Implementing a Variational Autoencoder for Handwritten Digits in PyTorch: A Code Example

Posted by


In this tutorial, we will explore a Variational Autoencoder (VAE) for generating handwritten digits using PyTorch. VAEs are a type of generative model that learn to encode and decode data in a continuous latent space. They are particularly useful for generating new samples from a dataset and are widely used in fields such as image generation and machine learning.

We will use the MNIST dataset, which consists of 28×28 pixel grayscale images of handwritten digits ranging from 0 to 9. We will build a VAE model that can generate new handwritten digits based on this dataset.

First, let’s install the necessary libraries:

pip install torch torchvision matplotlib

Next, let’s import the required libraries in our Python script:

import torch
import torch.nn as nn
import torch.nn.functional as F
import torch.optim as optim
from torch.utils.data import DataLoader
from torchvision.datasets import MNIST
from torchvision.transforms import transforms
import matplotlib.pyplot as plt

Now, let’s define the VAE model. The model consists of an encoder network, a decoder network, and a reparameterization layer:

class VAE(nn.Module):
    def __init__(self, input_dim, latent_dim):
        super(VAE, self).__init__()

        self.encoder = nn.Sequential(
            nn.Linear(input_dim, 512),
            nn.ReLU(),
            nn.Linear(512, 256),
            nn.ReLU()
        )

        self.mu = nn.Linear(256, latent_dim)
        self.log_var = nn.Linear(256, latent_dim)

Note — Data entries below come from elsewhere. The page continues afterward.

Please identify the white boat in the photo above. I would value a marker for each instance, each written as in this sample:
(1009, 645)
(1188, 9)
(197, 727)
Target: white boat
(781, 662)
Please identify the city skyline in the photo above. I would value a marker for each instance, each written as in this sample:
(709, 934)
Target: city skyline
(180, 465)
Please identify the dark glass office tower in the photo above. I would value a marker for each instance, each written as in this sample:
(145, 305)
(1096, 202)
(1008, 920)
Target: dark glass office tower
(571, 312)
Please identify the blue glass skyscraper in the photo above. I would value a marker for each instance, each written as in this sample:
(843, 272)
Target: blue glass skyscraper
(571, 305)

        self.decoder = nn.Sequential(
            nn.Linear(latent_dim, 256),
            nn.ReLU(),
            nn.Linear(256, 512),
            nn.ReLU(),
            nn.Linear(512, input_dim),
            nn.Sigmoid()
        )

    def reparameterize(self, mu, log_var):
        std = torch.exp(0.5*log_var)
        eps = torch.randn_like(std)
        return mu + eps*std

    def forward(self, x):
        x = self.encoder(x)
        mu = self.mu(x)
        log_var = self.log_var(x)

        z = self.reparameterize(mu, log_var)
        x_reconstructed = self.decoder(z)

        return x_reconstructed, mu, log_var

Next, let’s define the loss function for the VAE, which consists of a reconstruction loss and a KL divergence loss:

def vae_loss(x, x_reconstructed, mu, log_var):
    # Reconstruction Loss
    reconstruction_loss = F.binary_cross_entropy(x_reconstructed, x, reduction='sum')

    # KL Divergence Loss
    kl_divergence_loss = -0.5 * torch.sum(1 + log_var - mu.pow(2) - log_var.exp())

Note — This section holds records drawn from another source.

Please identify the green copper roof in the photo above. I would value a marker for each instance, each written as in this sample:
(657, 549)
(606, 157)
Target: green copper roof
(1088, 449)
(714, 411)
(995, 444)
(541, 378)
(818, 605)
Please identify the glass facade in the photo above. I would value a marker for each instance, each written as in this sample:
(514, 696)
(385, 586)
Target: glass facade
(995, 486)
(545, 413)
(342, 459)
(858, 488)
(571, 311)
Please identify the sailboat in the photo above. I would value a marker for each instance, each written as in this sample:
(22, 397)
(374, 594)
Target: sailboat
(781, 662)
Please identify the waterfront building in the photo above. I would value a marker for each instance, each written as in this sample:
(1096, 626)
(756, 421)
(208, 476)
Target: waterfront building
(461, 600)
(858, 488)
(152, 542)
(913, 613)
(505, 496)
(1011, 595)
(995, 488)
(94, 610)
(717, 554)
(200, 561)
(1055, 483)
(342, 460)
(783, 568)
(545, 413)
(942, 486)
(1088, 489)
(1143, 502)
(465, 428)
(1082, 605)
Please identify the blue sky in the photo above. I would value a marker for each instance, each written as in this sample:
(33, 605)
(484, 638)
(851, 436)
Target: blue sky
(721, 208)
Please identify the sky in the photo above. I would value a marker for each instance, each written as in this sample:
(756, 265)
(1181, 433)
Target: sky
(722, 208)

    return reconstruction_loss + kl_divergence_loss

Now, let’s define the training loop for the VAE model:

def train_vae(model, dataloader, optimizer, num_epochs):
    for epoch in range(num_epochs):
        model.train()
        total_loss = 0.0

        for i, (x, _) in enumerate(dataloader):
            x = x.view(-1, 28*28)
            x_reconstructed, mu, log_var = model(x)

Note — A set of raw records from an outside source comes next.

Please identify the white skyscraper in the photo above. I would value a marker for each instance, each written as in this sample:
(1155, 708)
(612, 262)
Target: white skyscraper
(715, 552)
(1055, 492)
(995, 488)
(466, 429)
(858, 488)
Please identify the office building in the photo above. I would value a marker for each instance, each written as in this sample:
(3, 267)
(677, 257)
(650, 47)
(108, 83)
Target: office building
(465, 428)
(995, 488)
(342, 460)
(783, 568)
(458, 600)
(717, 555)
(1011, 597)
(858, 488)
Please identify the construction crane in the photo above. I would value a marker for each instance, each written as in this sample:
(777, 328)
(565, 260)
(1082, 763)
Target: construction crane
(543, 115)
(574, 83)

            loss = vae_loss(x, x_reconstructed, mu, log_var)
            total_loss += loss.item()

            optimizer.zero_grad()
            loss.backward()
            optimizer.step()

        print(f'Epoch {epoch+1}, Loss: {total_loss/len(dataloader.dataset)}')

Finally, let’s load the MNIST dataset, initialize the VAE model, and train the model:

# Load MNIST dataset
transform = transforms.Compose([
    transforms.ToTensor()
])

mnist_dataset = MNIST(root='./data', train=True, download=True, transform=transform)
dataloader = DataLoader(mnist_dataset, batch_size=128, shuffle=True)

# Initialize VAE model
input_dim = 28*28
latent_dim = 64
model = VAE(input_dim, latent_dim)

# Set optimizer and number of epochs
optimizer = optim.Adam(model.parameters(), lr=1e-3)
num_epochs = 10

# Train the model
train_vae(model, dataloader, optimizer, num_epochs)

After training the VAE model, we can generate new handwritten digits by sampling from the latent space:

def generate_samples(model, num_samples):
    model.eval()

    with torch.no_grad():
        z = torch.randn(num_samples, latent_dim)
        generated_samples = model.decoder(z)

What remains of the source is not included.